Court has 4 days to review map submissions

WYOMISSING, Pa. - As the proposed redistricting maps keep flooding into the Pennsylvania Supreme Court, many don't feel like there's enough time to put together an accurate and fair congressional district map.

"Given the substantial uncertainty if not outright chaos currently unfolding in this commonwealth regarding the impending election," said Republican State Sen. Jake Corman, who represents the 34th District. "That's what we're heading for."

With just minutes before the midnight deadline, Pennsylvania Gov. Tom Wolf submitted his own map to propose the redistricting of the state's congressional districts.

The court ordered a new map after Democratic voters successfully sued to have the current congressional map thrown out, saying it favored Republicans.

Wolf's map is the seventh submission, after two filings by the plaintiffs in the case, and one each from state House Democrats, state Senate Democrats, Republican activists and Democratic Lt. Gov. Mike Stack.

Key differences include how many times Montgomery County is split up, which counties are packaged with the city of Reading. and whether incumbent congressmen are kept in their districts.

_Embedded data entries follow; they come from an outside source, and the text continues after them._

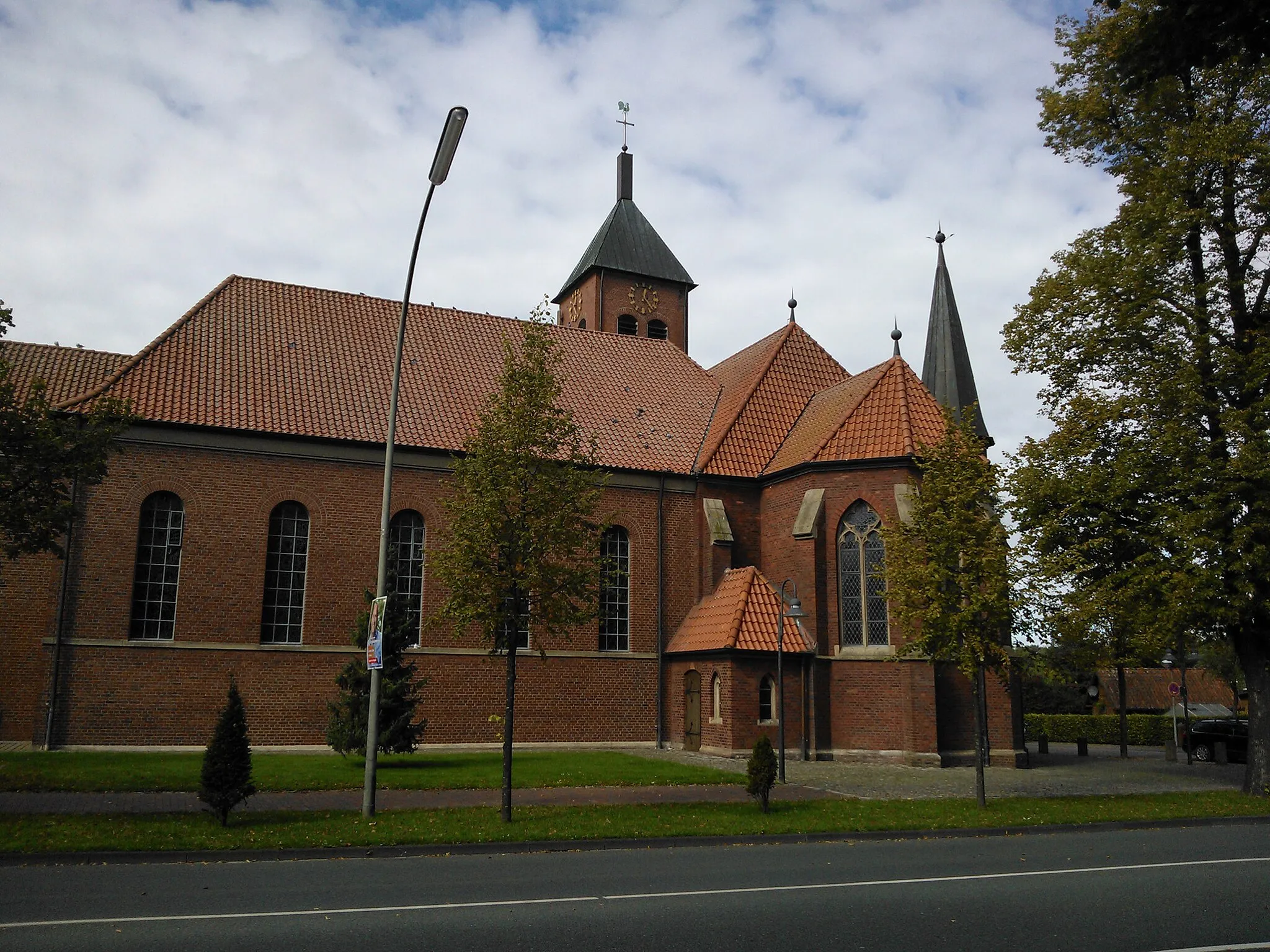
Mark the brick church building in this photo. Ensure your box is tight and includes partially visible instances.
[0,149,1023,764]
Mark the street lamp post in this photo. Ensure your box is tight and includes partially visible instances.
[776,579,806,783]
[362,105,468,818]
[1162,649,1199,767]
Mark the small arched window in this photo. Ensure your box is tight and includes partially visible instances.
[600,526,631,651]
[260,500,309,645]
[758,674,776,723]
[128,493,185,641]
[389,509,424,647]
[838,499,890,646]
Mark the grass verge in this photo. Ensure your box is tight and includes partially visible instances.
[0,791,1270,853]
[0,750,737,792]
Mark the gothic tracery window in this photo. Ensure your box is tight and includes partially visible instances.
[128,493,185,641]
[838,499,890,647]
[389,509,425,647]
[600,526,631,651]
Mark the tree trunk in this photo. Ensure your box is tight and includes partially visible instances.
[973,665,988,806]
[1236,635,1270,797]
[503,599,520,822]
[1115,664,1129,759]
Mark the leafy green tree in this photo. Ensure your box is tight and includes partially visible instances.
[433,306,601,822]
[745,734,776,814]
[1005,0,1270,796]
[885,412,1010,806]
[0,301,128,558]
[1008,394,1186,758]
[198,679,255,826]
[326,556,428,756]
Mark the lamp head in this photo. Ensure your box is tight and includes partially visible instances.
[428,105,468,185]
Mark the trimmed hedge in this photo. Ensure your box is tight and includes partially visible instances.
[1024,715,1173,747]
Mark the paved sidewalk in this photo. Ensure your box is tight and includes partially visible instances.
[0,783,836,814]
[631,743,1245,800]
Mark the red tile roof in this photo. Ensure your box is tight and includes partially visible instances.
[1099,668,1235,711]
[67,275,719,474]
[765,356,944,472]
[665,565,815,654]
[697,321,850,476]
[0,340,128,403]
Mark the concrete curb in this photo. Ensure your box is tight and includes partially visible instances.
[0,815,1270,867]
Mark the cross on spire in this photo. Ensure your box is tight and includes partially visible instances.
[617,99,635,152]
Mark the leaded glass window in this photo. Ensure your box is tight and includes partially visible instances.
[389,509,425,647]
[600,526,631,651]
[838,499,890,647]
[128,493,185,641]
[260,501,309,645]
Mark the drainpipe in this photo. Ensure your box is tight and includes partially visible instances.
[45,476,79,750]
[657,472,665,750]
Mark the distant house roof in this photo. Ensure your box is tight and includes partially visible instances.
[665,565,815,654]
[1099,668,1232,711]
[0,340,128,403]
[698,321,851,476]
[551,198,696,303]
[765,356,944,474]
[67,275,719,474]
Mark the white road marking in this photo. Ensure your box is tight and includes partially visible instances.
[0,855,1270,934]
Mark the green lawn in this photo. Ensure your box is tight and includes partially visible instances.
[0,750,740,792]
[0,791,1270,853]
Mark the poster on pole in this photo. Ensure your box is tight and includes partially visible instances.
[366,596,389,669]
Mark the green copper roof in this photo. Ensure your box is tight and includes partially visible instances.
[922,239,992,446]
[551,198,696,303]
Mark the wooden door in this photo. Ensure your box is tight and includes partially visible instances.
[683,671,701,750]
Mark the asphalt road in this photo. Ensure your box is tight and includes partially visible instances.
[0,824,1270,952]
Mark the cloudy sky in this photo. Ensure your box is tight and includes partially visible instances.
[0,0,1116,462]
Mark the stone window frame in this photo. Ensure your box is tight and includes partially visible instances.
[260,499,313,645]
[389,509,428,647]
[836,499,890,651]
[758,674,777,725]
[128,490,185,641]
[598,526,631,653]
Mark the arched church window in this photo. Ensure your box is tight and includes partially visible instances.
[600,526,631,651]
[260,500,309,645]
[838,499,890,646]
[128,493,185,641]
[389,509,425,647]
[758,674,776,723]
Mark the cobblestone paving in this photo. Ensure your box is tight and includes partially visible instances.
[631,744,1243,800]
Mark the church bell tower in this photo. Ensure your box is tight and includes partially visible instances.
[551,128,696,351]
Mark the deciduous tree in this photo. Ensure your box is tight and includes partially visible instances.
[885,412,1010,806]
[1006,0,1270,796]
[433,305,601,822]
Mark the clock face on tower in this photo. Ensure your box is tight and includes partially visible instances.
[626,284,657,314]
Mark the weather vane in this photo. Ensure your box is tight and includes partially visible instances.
[617,99,635,152]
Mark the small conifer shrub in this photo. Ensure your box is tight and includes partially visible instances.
[198,679,255,826]
[745,734,776,814]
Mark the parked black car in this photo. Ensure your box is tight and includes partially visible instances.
[1183,718,1248,763]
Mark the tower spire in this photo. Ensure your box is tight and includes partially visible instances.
[922,227,992,446]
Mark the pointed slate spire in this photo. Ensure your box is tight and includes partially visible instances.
[922,231,993,446]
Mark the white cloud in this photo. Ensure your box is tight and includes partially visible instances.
[0,0,1116,459]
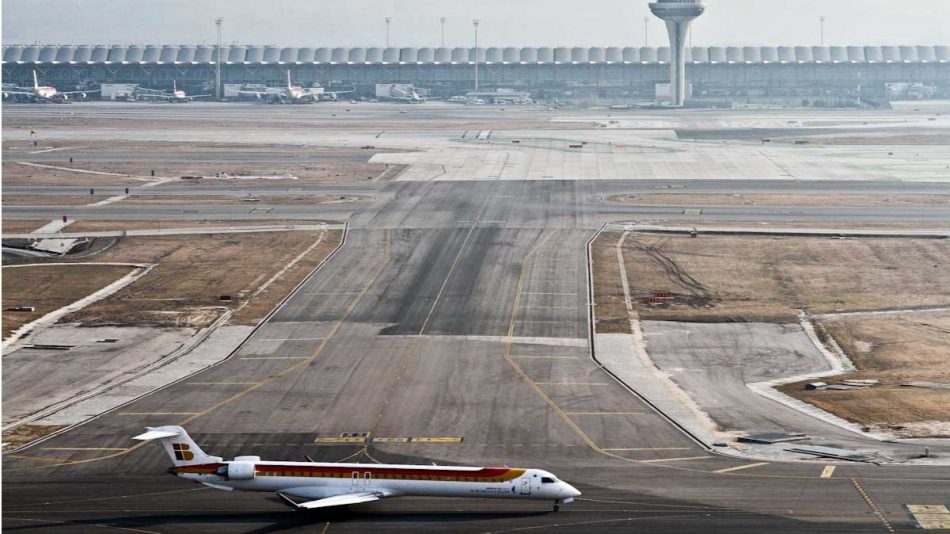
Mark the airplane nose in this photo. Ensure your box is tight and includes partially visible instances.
[564,483,581,499]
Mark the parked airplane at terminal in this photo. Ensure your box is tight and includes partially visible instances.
[139,80,213,104]
[133,426,581,512]
[3,70,99,104]
[238,71,335,104]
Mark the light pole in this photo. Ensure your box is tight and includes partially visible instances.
[214,17,224,100]
[472,19,478,93]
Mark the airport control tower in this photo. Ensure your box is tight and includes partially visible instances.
[650,0,706,106]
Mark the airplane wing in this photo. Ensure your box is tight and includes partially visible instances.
[277,491,384,510]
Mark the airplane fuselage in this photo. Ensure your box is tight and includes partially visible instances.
[176,461,580,502]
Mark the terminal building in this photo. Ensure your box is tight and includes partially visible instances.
[2,45,950,101]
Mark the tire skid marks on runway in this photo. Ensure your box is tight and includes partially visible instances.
[503,232,713,470]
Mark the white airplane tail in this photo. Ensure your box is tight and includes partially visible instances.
[132,426,223,467]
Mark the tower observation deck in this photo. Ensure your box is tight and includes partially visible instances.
[650,0,706,106]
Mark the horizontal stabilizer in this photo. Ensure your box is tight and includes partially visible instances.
[277,492,382,510]
[202,482,234,491]
[132,430,179,441]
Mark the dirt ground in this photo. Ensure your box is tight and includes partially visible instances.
[2,161,145,187]
[598,233,950,322]
[782,312,950,437]
[592,233,630,334]
[3,195,112,206]
[64,220,319,232]
[3,115,597,131]
[63,231,341,327]
[594,232,950,437]
[0,219,49,234]
[607,193,950,206]
[3,265,133,338]
[772,135,950,146]
[122,195,371,205]
[3,140,404,188]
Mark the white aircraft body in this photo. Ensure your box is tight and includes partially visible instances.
[133,426,581,511]
[142,80,212,104]
[3,70,99,104]
[238,71,323,104]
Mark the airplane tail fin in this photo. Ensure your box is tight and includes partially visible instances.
[132,426,223,466]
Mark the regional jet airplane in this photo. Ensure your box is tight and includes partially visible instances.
[133,426,581,512]
[3,71,99,104]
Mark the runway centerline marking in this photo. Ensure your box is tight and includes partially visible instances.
[261,337,324,341]
[535,382,610,388]
[640,456,712,464]
[851,478,894,532]
[564,412,653,415]
[511,354,580,360]
[905,504,950,530]
[419,185,492,336]
[713,462,769,474]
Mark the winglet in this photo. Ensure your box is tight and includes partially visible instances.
[132,428,179,441]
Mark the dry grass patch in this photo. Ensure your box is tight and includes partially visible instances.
[3,264,132,338]
[2,161,143,187]
[782,313,950,437]
[64,231,341,327]
[608,193,950,206]
[624,235,950,321]
[592,232,630,334]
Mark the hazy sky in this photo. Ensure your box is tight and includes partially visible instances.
[2,0,950,47]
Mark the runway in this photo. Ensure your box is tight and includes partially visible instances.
[3,103,950,533]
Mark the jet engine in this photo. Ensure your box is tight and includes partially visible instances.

"I'm sure if we sit here, we could point out gerrymandering as they point it out in our maps. They got a nice picture of a bunny rabbit in Berks County," Corman said.

Beyond bunnies in Berks, Republican State Sen. Jake Corman said the whole process has him feeling more like a kid in a classroom.

"You know, it's not all us the students handing our homework in to the teacher and then the teacher grades and picks out the best one," Corman said. "That's not how Article One, Section Four of the United States Constitution lays out the process."

Corman pointed to a line in the Constitution that says the times, places and manner of holding elections are up to state legislatures.

Some Republican lawmakers are threatening a federal lawsuit over any map the court might draw.

As for candidates on both sides of the aisle, the big concern is where will they stand in May?

"We have many candidates out there trying to decide whether they want to run for Congress or not," Corman said. "They don't know what district they live in."

The state Supreme Court has given itself four days to consider the proposals and issue new boundaries.